Corkery, Daniel (1883–1961), revolutionist and politician, was born 20 September 1883 into small farming stock in Clondrohid parish, near Macroom, Co. Cork, youngest of two sons and one daughter of James Corkery and Johanna Corkery (née Buckley). Educated at Macroom national school, he was widely read in history and literature, in the tradition of his generation. His basic livelihood was shopkeeping (grocery, flour, and meal); his shop, destroyed by crown forces (Auxiliaries) in April 1921, was thereafter rebuilt and a going concern until his death.
He joined the IRB in the early 1900s and the National Volunteers in 1914, being elected an officer. He was a founding member (October 1915) of the Irish Volunteers in the Macroom area, and CO of the Volunteers parading in Macroom on Easter Sunday 1916 before news of the countermanding order was received. Interned in Cork, Dublin, Wakefield, and Frongoch, he was released at the end of July 1916. He then reorganised the local volunteers and was reinterned, this time in Dundalk gaol, for six weeks. During the war of independence he was OC 7th Battalion, 1st Cork Brigade, subsequently OC 7th Bn flying column. In the civil war he fought on the anti-treaty side, and was captured and interned in the Curragh and Mountjoy; he was granted a one-day parole for his wife's funeral (July 1923), participated in a general hunger strike for twenty-eight days, and was released in 1924.
Elected unopposed in July 1921 to the second dáil as a Sinn Féin TD for the eight-seat constituency of Cork Mid, North, South, South-East, and West, six months later he made a short speech against the treaty. Reelected for the same constituency in the pact election of June 1922, he was elected for Cork North (August 1923) while in gaol. He headed the poll in Cork North in June 1927, when he stood as an independent republican candidate, and again came top when he stood for Fianna Fáil in the September 1927 general election. His delay in giving allegiance to the new party indicated an interesting independence of mind. He lost his seat in 1932 but regained it in 1933. In 1937, after changes in constituency boundaries, he failed to be elected for Cork West. He was a Fianna Fáil member of Seanad Éireann for the industrial and commercial panel between 1938 and 1944, and a member of Macroom urban district council from the 1920s to his death (23 April 1961).

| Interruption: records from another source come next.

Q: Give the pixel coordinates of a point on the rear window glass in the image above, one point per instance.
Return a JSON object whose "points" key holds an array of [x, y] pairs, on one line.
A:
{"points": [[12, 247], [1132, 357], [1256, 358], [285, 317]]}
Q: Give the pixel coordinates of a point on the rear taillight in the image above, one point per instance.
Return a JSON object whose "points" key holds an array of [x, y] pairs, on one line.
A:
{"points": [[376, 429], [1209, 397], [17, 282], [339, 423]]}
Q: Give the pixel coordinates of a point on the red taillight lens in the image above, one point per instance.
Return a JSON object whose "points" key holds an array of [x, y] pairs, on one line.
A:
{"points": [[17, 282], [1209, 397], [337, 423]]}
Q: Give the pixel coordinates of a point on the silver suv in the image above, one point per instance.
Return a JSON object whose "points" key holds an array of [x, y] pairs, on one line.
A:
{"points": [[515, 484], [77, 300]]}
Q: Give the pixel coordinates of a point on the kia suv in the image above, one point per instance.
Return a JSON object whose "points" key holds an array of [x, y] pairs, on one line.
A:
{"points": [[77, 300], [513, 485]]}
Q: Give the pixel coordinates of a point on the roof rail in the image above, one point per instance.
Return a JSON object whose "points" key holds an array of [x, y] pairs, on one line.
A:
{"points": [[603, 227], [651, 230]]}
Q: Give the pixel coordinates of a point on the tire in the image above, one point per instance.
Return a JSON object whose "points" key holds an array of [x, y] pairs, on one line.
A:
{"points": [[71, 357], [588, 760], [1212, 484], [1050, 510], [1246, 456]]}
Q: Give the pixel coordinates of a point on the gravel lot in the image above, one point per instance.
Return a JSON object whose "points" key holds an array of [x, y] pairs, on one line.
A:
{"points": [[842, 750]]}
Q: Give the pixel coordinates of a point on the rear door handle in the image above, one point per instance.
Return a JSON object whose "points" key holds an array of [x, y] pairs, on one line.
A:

A successful senior footballer, he won county championship medals for Macroom from 1909 to 1913 and played on the Cork county team that won the Munster title in 1907. After the civil war he was active in Macroom GAA, which helped to reconcile old comrades. A dedicated gardener, he was instrumental in promoting afforestation in his constituency, setting up Mallow sugar factory, and implementing the home-grown-tomato policy of the 1930s. He also helped to found and promote the Irish Press. In 1915 he married Mary Murphy (21 November 1884–7 July 1923); they had two sons and one daughter. In 1929 he married his wife's first cousin Madge, who died in 1930. He is sometimes confused with Daniel Corkery (qv) (1878–1964) (qv), writer and academic.